What were the circumstances of your last child leaving home and what were your initial emotions.?
My last child left home to go to college. I was excited and happy for her to explore life. I was also excited because I was moving out of the country.
Did you make any changes in your lifestyle or living arrangements after you became an empty nester?
My lifestyle didn’t really change. I had worked from home for many years and continued doing that. I downsized from a four-bedroom (all six kids) to an apartment (two kids) and finally to a cabin in the woods (just me). I had always wanted to live somewhere different. As time was nearing for my last child to leave, I started researching locations. My second child and I went on a road trip north to Canada. We found an ad for a cabin rental and I knew I’d found what I was looking for. It was exactly what was needed.
What has been the biggest change in your relationships since becoming an empty nester?
There weren’t really any changes with relationships when the kids left.
What do you think is the most difficult thing about becoming an empty nester?
I probably differ from many people when it comes to this. I didn’t find anything difficult about becoming an empty nester. The kids were no longer under my roof and I had to trust that they would be okay. That was a hard one but I felt I had to let go or go crazy. One thing that was difficult was not being in the other room when they were hurt physically or emotionally. We made sure to talk often.
What do you wish you might have known about life as an empty nester?
I definitely would have benefited by learning how to cook for one or two instead of an army! The pride you have in your kids is greater when you see how they live their lives. Yes, you’re proud of all their achievements in school, games, character, etc. but as adults, it’s THEIR choice how they live their lives. To see them make caring and loving choices in their lives, with friends, and their passions is the best!
What advice would you give someone whose last child is about to leave home?

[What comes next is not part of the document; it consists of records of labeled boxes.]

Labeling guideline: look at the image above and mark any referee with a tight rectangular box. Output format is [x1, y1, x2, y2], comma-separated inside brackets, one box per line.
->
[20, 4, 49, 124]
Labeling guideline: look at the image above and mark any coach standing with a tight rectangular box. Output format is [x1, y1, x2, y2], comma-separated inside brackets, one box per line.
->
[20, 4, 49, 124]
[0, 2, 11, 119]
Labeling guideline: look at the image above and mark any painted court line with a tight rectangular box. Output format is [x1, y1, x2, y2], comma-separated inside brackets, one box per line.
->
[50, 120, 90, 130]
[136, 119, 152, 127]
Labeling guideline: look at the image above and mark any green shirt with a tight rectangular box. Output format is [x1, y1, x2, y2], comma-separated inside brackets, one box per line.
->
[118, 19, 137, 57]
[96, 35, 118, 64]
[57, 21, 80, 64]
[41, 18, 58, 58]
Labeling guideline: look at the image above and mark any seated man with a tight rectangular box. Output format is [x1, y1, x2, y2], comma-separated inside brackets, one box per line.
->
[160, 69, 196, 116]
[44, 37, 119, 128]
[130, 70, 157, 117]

Enjoy the time you have with them and then let go. Let them know that you are always there. They will make mistakes. Let them.

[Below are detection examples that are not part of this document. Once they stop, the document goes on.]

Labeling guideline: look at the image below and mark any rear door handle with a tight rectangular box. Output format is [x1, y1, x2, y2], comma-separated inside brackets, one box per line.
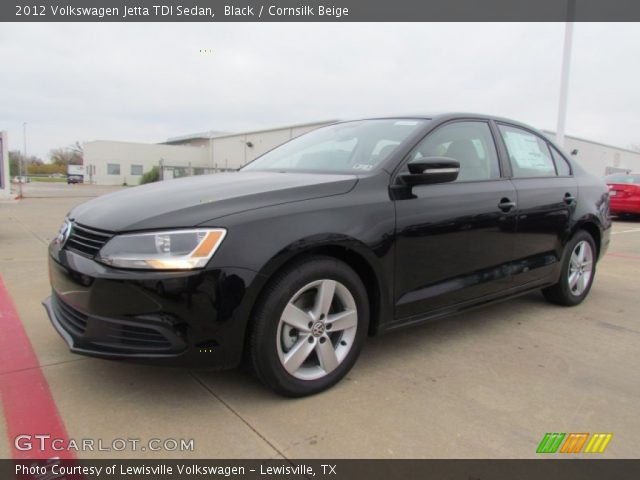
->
[498, 197, 516, 212]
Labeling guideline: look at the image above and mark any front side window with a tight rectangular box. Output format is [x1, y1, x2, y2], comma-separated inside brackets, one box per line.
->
[242, 119, 427, 172]
[551, 145, 571, 177]
[498, 125, 556, 178]
[410, 121, 500, 182]
[604, 173, 640, 184]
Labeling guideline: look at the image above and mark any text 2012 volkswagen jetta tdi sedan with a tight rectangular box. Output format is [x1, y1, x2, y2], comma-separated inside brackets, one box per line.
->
[45, 115, 610, 396]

What do you think are the advantages of being an empty nester?
Peace and freedom! You get to learn about yourself as a person and not a mother. Yes, that’s part of who you are but there are so many other sides. You can do what you want and explore anything that strikes your fancy.
How has your life changed since your children left home?
I changed careers and lived in another country. I made friends that had nothing to do with schools or kid activities. The stress and responsibilities of raising children are gone. Crackers and hummus can be what’s for dinner!
Any additional thoughts, comments or advice?
My final thought would be to trust yourself. You’ve raised them. You should know that what you put into them will serve them. It’ll be okay!